GI adverse effects appear to be highest with the short-acting agents as well as subcutaneous semaglutide and appear to be lowest with exenatide XR. Injection site reactions may be more common with the longer acting agents, particularly exenatide once-weekly, which can cause transient small nodules at the injection site. However, patient satisfaction data indicate that once weekly injections result in higher patient satisfaction compared with twice daily injections. Comparing just the once weekly agents, patient satisfaction appears highest for dulaglutide, which is a single-use, disposable pen device that requires few steps. Discontinuation rates due to adverse events vary between agents and studies, but are low overall with less than 10% of patients in the studies discontinuing GLP-1 RA therapy due to adverse events. In clinical practice, discontinuation rates are likely to be higher, possibly due to less time and resources dedicated to patient education, support, and follow up. The risk of hypoglycemia is low with GLP-1 RAs and rates were similar across all GLP-1 RA treatment groups in the head-to-head clinical studies; although the risk was increased with concomitant SU therapy.
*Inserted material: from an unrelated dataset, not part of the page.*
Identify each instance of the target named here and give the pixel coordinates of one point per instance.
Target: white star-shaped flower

The purpose of this review was to provide an analysis of current head-to-head comparative data of GLP-1 RAs. The impact of different agents on A1C, weight, and GI adverse effects should play an integral role in the selection of an agent within the class. However, there are several other important factors that may influence the choice of GLP-1 RA. Clinicians should use a patient-centered approach when selecting a specific GLP-1 RA agent, incorporating evidence on A1C and weight efficacy as well as evidence regarding the reduction of major cardiovascular events. Importantly, current guidelines prioritize the use of GLP-1 RAs with demonstrated CV benefit (dulaglutide, liraglutide, and injectable semaglutide) in patients with atherosclerotic CV disease (ASCVD) and ASCVD risk, independent of baseline A1C. This recommendation should be prioritized over considerations of within class differences in effects on A1C, weight, or GI AEs.[2] In addition, other practical considerations such as self-administration requirements, patient preference, and cost cannot be ignored, especially considering the high rates of non-adherence and non-persistence with GLP-1 RAs.[34,35] Most importantly, given these important medication and patient-specific factors, the selection of a specific agent within the GLP-1 RA class should be based on more than just which agent is available based on formulary and insurance restrictions.

Conclusion

The phase III studies that have compared GLP-1 RA agents head-to-head have demonstrated that all GLP-1 RA agents are effective therapeutic options at reducing A1C. However, differences clearly exist in terms of magnitude of effect on A1C and weight as well as frequency and severity of adverse effects. A comprehensive review of all head-to-head data indicates that subcutaneous semaglutide appears to offer the best A1C and weight reduction but also has higher rates of GI AEs. The other once weekly agents have good A1C and weight effects and may cause less GI AEs compared with the once daily or twice daily options. The short-acting agents have less impact on A1C and weight and high rates of GI AEs, and thus should not routinely be considered first-line agents. The magnitude of effect on A1C, weight, and GI AEs should be considered when selecting a specific agent within the GLP-1 RA class.